Il faut peser au niveau européen pour une réorientation des politiques, et, pour cela, donner des gages du sérieux français en matière de réformes structurelles, pour l’économiste, Elie Cohen.

De François Hollande à Arnaud Montebourg, de Christine Lagarde à Mario Draghi, de la Commission européenne au Trésor américain, l’accord est à peu près général pour estimer que la politique européenne menée par nécessité – les dysfonctionnements de l’euro – ou par myopie politique – l’obsession du déficit zéro – a cassé la reprise au nom d’un impératif inadapté de retour accéléré aux équilibres de finances publiques.

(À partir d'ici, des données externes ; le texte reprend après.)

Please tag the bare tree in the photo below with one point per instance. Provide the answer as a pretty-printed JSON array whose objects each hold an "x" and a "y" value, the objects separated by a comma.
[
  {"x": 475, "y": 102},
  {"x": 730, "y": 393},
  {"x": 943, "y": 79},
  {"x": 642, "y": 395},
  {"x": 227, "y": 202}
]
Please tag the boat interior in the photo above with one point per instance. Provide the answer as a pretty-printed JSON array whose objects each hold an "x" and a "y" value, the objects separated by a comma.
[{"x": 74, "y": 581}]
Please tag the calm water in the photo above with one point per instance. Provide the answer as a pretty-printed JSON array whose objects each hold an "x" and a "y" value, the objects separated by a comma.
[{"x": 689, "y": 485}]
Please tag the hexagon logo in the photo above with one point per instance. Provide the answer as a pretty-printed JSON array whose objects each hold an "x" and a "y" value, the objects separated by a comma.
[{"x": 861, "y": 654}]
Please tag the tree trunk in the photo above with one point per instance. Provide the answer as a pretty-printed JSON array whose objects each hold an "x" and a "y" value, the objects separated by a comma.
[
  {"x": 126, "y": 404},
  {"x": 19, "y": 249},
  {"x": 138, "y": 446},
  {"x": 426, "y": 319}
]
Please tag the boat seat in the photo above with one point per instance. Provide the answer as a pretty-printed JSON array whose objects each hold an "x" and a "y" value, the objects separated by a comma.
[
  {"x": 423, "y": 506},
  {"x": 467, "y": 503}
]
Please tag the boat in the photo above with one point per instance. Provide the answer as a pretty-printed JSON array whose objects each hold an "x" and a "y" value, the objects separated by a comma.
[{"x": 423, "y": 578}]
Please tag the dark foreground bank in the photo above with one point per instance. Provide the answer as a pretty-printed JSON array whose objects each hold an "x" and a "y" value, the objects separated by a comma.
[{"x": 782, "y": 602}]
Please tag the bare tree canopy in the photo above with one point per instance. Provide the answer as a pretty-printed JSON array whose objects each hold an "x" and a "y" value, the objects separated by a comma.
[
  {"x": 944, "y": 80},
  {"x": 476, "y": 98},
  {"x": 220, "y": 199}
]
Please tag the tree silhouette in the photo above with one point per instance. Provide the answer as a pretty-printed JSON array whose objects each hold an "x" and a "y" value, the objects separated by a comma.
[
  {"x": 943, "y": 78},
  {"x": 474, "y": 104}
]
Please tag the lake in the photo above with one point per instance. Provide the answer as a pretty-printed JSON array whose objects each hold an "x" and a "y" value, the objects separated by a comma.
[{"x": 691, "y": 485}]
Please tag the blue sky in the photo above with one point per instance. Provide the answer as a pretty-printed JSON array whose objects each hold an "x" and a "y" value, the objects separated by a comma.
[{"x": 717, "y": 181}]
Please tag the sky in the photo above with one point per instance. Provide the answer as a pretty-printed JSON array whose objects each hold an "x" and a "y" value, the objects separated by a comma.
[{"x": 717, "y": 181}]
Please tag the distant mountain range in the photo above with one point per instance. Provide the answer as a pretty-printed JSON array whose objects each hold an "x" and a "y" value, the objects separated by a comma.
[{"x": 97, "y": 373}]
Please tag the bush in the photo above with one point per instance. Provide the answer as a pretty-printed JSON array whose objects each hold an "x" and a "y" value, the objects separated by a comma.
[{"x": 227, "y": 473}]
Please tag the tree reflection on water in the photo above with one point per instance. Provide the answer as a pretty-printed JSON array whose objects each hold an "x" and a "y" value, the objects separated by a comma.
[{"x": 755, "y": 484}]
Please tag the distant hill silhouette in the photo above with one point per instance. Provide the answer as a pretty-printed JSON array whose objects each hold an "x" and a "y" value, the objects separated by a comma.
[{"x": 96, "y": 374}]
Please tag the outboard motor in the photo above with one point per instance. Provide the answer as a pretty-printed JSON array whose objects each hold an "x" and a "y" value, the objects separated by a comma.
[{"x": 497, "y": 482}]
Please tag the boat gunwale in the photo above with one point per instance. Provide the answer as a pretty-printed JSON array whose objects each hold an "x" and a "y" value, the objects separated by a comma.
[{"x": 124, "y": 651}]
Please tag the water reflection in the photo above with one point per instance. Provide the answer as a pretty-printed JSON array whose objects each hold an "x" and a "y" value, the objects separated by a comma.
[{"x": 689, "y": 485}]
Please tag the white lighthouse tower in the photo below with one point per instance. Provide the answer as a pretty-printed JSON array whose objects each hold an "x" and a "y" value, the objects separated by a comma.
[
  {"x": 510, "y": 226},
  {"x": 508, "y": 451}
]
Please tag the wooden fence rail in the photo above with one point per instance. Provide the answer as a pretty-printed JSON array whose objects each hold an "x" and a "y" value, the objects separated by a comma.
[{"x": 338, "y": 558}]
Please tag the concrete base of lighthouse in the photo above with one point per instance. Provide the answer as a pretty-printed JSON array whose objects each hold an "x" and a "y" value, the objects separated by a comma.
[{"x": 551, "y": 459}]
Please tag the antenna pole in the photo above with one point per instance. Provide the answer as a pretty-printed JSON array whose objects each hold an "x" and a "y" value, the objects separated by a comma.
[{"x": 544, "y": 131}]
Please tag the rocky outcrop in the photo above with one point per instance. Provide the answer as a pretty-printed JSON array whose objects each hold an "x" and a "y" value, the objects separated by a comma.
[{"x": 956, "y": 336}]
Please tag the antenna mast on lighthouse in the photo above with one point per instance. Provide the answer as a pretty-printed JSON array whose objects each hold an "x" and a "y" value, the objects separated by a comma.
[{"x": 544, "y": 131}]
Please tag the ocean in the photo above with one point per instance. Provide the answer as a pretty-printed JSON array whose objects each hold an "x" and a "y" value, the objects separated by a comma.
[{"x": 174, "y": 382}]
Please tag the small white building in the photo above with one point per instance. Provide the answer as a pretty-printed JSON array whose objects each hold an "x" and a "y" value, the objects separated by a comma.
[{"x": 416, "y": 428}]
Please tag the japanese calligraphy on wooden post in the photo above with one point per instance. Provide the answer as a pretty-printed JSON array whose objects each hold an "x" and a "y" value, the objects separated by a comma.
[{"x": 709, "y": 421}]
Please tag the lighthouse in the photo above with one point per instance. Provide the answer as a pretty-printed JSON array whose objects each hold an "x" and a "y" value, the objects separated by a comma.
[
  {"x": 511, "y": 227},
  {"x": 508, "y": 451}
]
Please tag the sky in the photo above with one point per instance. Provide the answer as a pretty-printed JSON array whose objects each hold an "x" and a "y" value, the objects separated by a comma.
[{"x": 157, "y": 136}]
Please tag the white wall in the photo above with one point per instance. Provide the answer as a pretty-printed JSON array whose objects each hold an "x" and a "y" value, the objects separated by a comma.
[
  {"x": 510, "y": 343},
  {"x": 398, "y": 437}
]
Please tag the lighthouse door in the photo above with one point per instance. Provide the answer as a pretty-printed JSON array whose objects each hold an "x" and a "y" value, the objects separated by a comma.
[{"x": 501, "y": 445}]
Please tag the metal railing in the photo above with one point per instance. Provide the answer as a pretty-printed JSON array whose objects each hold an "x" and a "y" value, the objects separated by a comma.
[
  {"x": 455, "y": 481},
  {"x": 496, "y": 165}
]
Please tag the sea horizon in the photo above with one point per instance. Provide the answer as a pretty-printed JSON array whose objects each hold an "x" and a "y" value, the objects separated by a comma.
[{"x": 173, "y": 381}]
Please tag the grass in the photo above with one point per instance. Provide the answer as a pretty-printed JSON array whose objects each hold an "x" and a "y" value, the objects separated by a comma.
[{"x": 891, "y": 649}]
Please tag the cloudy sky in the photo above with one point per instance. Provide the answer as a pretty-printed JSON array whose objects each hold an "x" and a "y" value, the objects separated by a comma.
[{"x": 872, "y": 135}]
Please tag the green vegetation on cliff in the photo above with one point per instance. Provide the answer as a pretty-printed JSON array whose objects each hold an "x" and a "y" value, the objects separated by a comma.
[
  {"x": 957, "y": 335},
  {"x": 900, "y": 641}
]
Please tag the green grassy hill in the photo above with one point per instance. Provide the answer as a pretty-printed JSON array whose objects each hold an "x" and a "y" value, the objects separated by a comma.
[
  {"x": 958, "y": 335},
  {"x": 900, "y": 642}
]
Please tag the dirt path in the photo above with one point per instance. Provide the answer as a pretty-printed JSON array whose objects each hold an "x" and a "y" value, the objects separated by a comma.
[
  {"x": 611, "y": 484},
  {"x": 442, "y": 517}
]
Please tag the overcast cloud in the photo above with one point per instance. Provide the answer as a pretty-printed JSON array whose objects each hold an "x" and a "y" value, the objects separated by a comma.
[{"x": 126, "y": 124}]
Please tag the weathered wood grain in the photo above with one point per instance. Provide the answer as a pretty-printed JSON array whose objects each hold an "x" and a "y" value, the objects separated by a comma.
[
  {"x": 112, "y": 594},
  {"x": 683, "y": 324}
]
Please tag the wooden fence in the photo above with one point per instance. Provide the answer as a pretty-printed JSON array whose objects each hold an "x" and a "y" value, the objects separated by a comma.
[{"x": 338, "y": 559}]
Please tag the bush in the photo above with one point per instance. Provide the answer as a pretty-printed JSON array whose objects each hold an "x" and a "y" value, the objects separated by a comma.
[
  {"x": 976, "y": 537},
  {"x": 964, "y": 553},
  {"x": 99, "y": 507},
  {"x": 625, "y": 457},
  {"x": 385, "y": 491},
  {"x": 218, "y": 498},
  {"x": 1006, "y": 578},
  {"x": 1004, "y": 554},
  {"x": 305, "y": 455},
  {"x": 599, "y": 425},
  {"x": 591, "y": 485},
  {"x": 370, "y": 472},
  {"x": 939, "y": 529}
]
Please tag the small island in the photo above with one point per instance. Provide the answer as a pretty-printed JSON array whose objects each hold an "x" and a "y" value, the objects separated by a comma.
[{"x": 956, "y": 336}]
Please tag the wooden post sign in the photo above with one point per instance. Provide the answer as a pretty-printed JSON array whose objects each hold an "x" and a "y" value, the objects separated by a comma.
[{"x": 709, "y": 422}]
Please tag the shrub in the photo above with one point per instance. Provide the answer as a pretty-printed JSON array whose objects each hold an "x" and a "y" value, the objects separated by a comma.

Les Etats-Unis, à la différence de l’Union européenne, ont mieux géré leur sortie de crise puisqu’ils ont d’abord restauré la santé financière de leurs banques, injecté des liquidités pour accompagner le désendettement et favoriser la reprise, et différé au maximum la baisse des déficits publics pour soutenir la demande intérieure. En pratiquant une stratégie inverse, les Européens ont clairement échoué.

REDONNER DE L’AIR AUX ENTREPRISES

L’accord est à peu près complet en France sur l’impératif du redressement productif. Le constat, sans complaisance, fait par Louis Gallois sur la désindustrialisation, les pertes de parts de marché à l’export et l’effondrement du taux de marge des entreprises ont convaincu la gauche qu’il était temps de redonner de l’air aux entreprises pour favoriser la montée en gamme et sauver ce qui pouvait l’être des activités traditionnelles chahutées par la mondialisation.